Early and effective consumer outreach can often prevent loans from becoming delinquent or limit the duration of delinquency. However, making contact efficiently and arranging payment successfully requires a better understanding of consumer data and more sophisticated outbound communications strategies. To communicate important and timely messages to consumers, forward-thinking outbound call centers focus on improving their understanding of consumer data and their sensitivity to consumers’ communication preferences.

Refresh and deepen consumer data

An accurate, complete, and up-to-date view of consumer data underpins operational efficiency. The key is to fill in gaps in accounts that feature an incorrect phone number or email address, or none at all. To minimize compliance risk each phone number should include information on phone type, in-service indicator, and risk associated with TCPA regulations. These data insights enable the prioritization of communication strategies for maximum operational efficiency and revenue per contact attempt.
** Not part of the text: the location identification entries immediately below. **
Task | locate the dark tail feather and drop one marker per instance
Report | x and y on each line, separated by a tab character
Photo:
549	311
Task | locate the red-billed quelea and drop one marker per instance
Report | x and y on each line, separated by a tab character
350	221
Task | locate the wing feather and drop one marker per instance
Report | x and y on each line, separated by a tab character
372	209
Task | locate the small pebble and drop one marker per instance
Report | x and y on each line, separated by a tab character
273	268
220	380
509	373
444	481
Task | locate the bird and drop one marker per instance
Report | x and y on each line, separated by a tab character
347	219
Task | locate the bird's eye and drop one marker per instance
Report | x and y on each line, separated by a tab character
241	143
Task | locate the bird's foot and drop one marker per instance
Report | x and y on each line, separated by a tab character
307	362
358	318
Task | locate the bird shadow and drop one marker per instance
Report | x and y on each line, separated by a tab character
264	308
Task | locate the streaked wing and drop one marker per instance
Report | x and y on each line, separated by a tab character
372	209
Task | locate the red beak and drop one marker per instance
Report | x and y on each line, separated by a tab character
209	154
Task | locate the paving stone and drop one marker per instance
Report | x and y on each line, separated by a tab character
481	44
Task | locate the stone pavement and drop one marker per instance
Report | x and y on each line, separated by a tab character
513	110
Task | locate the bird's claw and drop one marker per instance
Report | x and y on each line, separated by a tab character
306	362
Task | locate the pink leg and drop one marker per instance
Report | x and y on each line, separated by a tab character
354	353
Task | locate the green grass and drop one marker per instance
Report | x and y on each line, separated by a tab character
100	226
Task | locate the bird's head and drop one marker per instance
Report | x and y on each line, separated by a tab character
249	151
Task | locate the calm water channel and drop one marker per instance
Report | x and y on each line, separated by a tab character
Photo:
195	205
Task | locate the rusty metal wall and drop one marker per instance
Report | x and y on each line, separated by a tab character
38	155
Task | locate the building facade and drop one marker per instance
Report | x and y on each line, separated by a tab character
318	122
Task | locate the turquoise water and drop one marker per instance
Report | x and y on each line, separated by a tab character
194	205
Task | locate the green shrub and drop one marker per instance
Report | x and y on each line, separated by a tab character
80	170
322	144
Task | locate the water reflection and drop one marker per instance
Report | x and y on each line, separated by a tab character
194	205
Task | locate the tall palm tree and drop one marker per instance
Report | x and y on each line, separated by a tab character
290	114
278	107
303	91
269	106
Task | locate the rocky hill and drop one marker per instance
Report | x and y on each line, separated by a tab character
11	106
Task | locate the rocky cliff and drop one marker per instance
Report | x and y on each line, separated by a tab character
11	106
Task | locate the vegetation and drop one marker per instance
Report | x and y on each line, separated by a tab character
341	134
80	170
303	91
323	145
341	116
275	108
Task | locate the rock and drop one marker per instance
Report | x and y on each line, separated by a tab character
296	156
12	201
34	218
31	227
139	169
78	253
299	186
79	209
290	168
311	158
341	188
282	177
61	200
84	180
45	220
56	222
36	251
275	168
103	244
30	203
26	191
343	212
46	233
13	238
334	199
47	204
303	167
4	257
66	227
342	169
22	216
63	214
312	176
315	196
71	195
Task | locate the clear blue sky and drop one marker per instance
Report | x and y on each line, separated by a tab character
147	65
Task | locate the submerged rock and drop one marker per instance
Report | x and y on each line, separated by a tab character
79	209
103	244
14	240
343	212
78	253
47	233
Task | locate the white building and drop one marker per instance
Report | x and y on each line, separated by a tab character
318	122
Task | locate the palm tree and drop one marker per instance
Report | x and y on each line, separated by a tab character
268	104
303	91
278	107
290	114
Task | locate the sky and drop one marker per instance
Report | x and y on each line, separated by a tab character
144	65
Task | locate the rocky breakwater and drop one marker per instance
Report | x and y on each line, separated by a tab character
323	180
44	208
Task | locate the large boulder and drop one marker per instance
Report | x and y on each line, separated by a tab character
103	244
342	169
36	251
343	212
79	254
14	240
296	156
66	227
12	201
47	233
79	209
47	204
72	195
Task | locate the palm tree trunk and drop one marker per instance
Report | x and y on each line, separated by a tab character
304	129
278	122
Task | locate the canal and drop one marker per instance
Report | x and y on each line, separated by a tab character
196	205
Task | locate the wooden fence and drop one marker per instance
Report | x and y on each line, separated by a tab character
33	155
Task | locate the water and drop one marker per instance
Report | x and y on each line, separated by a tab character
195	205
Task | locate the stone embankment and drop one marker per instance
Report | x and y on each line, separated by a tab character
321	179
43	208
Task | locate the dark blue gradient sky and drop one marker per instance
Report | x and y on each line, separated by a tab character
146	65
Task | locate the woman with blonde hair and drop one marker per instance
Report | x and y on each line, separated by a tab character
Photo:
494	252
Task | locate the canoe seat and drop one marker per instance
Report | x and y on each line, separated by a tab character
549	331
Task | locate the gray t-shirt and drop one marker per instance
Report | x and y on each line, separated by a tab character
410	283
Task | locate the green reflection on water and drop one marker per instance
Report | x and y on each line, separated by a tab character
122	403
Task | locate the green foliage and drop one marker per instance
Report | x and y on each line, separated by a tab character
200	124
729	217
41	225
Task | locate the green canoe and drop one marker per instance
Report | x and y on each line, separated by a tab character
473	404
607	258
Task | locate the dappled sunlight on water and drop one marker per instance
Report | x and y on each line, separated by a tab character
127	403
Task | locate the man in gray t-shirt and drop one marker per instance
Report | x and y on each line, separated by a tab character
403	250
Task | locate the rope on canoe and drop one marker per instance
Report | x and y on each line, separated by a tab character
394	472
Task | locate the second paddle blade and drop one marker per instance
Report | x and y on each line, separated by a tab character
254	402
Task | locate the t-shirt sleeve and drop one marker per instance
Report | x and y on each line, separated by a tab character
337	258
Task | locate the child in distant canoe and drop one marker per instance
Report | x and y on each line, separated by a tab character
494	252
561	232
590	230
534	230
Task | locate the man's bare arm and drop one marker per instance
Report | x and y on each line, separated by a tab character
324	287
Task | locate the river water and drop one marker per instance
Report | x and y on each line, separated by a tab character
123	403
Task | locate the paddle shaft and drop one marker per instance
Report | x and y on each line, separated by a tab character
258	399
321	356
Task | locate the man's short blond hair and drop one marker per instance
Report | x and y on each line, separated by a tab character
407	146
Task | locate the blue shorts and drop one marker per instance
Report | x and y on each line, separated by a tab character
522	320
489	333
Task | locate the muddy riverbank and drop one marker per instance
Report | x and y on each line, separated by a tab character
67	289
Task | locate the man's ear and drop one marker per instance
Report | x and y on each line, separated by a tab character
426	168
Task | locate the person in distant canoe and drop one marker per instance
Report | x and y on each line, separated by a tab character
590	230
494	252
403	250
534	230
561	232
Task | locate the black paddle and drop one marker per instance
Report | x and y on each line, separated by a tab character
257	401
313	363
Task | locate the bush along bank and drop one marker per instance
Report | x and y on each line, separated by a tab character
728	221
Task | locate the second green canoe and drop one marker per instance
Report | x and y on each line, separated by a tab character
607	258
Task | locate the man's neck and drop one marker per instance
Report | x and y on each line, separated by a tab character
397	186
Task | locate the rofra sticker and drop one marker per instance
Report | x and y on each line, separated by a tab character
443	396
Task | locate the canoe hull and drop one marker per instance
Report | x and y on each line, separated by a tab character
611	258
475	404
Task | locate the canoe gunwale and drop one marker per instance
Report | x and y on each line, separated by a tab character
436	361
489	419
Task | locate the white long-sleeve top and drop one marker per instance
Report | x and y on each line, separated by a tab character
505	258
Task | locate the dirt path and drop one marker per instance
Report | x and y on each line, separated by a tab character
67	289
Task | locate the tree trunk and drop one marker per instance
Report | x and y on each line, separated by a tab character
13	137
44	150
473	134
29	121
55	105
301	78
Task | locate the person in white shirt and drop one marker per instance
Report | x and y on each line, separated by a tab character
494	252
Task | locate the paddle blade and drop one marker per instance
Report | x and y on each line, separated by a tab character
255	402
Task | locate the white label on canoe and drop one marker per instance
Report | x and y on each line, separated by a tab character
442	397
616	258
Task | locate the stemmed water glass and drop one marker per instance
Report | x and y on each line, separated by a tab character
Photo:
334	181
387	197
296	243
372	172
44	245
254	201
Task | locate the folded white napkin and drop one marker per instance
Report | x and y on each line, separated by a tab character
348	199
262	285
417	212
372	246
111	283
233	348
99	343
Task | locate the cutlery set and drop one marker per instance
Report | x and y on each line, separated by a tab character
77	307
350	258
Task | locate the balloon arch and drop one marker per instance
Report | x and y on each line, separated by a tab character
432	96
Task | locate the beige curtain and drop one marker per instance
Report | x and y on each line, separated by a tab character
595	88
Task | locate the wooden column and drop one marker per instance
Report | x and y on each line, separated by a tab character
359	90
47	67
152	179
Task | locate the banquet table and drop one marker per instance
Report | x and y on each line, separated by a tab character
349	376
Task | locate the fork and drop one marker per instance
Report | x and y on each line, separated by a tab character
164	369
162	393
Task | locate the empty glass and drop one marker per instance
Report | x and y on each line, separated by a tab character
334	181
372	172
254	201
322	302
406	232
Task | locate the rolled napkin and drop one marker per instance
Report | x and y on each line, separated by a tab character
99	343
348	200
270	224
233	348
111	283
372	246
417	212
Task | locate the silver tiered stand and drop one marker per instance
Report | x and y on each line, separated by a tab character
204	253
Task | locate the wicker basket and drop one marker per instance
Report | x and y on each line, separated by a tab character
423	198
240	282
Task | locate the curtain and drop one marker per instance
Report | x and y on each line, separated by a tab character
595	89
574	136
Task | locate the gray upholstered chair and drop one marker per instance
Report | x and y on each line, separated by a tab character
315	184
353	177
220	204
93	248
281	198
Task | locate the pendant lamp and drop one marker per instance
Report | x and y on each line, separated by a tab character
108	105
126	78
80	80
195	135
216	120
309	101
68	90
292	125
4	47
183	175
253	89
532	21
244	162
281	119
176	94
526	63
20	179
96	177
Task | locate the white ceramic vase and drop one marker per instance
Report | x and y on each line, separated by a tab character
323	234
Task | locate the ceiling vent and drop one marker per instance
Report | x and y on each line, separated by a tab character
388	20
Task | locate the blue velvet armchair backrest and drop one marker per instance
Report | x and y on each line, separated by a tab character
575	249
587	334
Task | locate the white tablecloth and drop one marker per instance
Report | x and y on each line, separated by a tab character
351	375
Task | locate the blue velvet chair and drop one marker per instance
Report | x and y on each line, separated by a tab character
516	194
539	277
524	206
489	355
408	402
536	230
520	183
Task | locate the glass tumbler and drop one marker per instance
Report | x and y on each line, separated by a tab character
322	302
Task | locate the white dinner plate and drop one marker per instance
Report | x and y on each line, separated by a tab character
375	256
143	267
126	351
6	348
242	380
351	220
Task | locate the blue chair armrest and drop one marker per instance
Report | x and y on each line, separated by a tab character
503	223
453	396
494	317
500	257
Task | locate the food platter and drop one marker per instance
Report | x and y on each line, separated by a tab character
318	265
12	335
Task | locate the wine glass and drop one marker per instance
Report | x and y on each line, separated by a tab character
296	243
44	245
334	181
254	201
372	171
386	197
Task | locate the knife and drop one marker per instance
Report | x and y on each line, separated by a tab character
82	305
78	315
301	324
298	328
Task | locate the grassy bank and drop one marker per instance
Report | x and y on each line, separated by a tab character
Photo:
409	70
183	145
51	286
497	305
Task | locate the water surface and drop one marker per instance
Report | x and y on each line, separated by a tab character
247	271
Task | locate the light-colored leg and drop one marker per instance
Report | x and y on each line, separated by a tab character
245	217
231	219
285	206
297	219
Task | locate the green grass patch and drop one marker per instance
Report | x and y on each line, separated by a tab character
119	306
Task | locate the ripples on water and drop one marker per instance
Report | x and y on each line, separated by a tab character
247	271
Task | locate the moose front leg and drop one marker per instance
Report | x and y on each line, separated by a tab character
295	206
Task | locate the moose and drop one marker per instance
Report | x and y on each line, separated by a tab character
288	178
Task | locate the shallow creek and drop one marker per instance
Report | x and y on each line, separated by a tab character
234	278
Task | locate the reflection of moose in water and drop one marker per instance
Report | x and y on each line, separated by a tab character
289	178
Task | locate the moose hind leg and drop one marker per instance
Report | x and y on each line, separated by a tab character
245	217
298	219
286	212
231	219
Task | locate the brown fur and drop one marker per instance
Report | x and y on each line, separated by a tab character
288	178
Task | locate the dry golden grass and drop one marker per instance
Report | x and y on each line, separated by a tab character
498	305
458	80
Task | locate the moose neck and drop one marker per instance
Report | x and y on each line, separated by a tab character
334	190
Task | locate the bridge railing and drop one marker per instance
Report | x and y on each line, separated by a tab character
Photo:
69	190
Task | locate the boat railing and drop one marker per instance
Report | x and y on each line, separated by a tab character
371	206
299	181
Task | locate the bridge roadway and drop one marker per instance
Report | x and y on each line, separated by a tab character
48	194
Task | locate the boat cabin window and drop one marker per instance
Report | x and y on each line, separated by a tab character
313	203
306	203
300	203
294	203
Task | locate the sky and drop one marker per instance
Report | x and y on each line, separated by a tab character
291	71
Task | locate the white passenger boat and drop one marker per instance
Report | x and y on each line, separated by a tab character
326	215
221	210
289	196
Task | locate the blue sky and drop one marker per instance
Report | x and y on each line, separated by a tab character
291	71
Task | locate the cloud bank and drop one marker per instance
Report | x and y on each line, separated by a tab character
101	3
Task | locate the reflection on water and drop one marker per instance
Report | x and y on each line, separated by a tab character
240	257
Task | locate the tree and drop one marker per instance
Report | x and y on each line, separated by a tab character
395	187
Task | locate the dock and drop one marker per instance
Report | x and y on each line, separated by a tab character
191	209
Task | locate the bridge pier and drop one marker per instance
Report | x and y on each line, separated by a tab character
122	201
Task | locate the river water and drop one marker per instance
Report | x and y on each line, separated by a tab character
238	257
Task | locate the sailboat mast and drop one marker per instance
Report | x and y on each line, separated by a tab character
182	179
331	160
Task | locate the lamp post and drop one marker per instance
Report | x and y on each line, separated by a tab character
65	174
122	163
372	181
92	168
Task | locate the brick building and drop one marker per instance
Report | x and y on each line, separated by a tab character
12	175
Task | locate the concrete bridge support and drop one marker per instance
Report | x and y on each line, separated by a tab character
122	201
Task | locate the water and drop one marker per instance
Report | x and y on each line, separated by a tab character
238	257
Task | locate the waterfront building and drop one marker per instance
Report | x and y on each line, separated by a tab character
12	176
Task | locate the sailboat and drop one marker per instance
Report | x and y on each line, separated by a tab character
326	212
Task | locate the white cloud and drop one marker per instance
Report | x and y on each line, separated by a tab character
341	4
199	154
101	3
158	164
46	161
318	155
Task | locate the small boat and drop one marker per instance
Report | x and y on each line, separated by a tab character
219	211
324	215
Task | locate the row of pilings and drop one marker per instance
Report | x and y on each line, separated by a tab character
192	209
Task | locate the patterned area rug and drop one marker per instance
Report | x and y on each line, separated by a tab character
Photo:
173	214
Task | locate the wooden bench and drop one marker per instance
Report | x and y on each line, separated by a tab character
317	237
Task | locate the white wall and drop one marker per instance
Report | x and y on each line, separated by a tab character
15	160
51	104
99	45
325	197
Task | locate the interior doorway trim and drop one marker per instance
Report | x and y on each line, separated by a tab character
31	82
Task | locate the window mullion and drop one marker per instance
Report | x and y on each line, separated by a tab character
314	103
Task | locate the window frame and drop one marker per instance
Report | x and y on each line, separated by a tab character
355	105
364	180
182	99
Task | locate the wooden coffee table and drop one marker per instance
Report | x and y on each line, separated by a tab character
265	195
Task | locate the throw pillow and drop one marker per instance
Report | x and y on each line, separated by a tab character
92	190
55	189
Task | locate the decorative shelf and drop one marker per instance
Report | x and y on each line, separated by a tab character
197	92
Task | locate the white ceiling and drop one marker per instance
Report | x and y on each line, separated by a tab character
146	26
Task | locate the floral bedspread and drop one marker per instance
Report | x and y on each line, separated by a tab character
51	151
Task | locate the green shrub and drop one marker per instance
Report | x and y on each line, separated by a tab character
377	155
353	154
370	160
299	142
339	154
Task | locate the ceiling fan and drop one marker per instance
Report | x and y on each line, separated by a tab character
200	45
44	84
Reach out at the best day and time, and to the best number

CRM files normally do not indicate the days and times when individuals are most likely to use their phones. That may force collections organizations to place multiple calls or send multiple text messages to reach consumers. Also, a consumer’s record may list multiple phone numbers without indicating the primary number. Collectors will communicate important messages in fewer attempts if they have insight into the best time to reach out and the most active phone number.

Regardless of what disruption COVID-19 brings, collections organizations retain control over how they manage their CRMs and outbound communication strategies. To minimize the cost of wasted time and outreach, and increase the odds of revenue recovery, collectors must make the right connection the first time — at the right time. Moving beyond a narrow focus on (often poor) data sources and establishing an accurate and inclusive view of consumer information and preferences now will improve outreach to consumers, no matter what the future holds.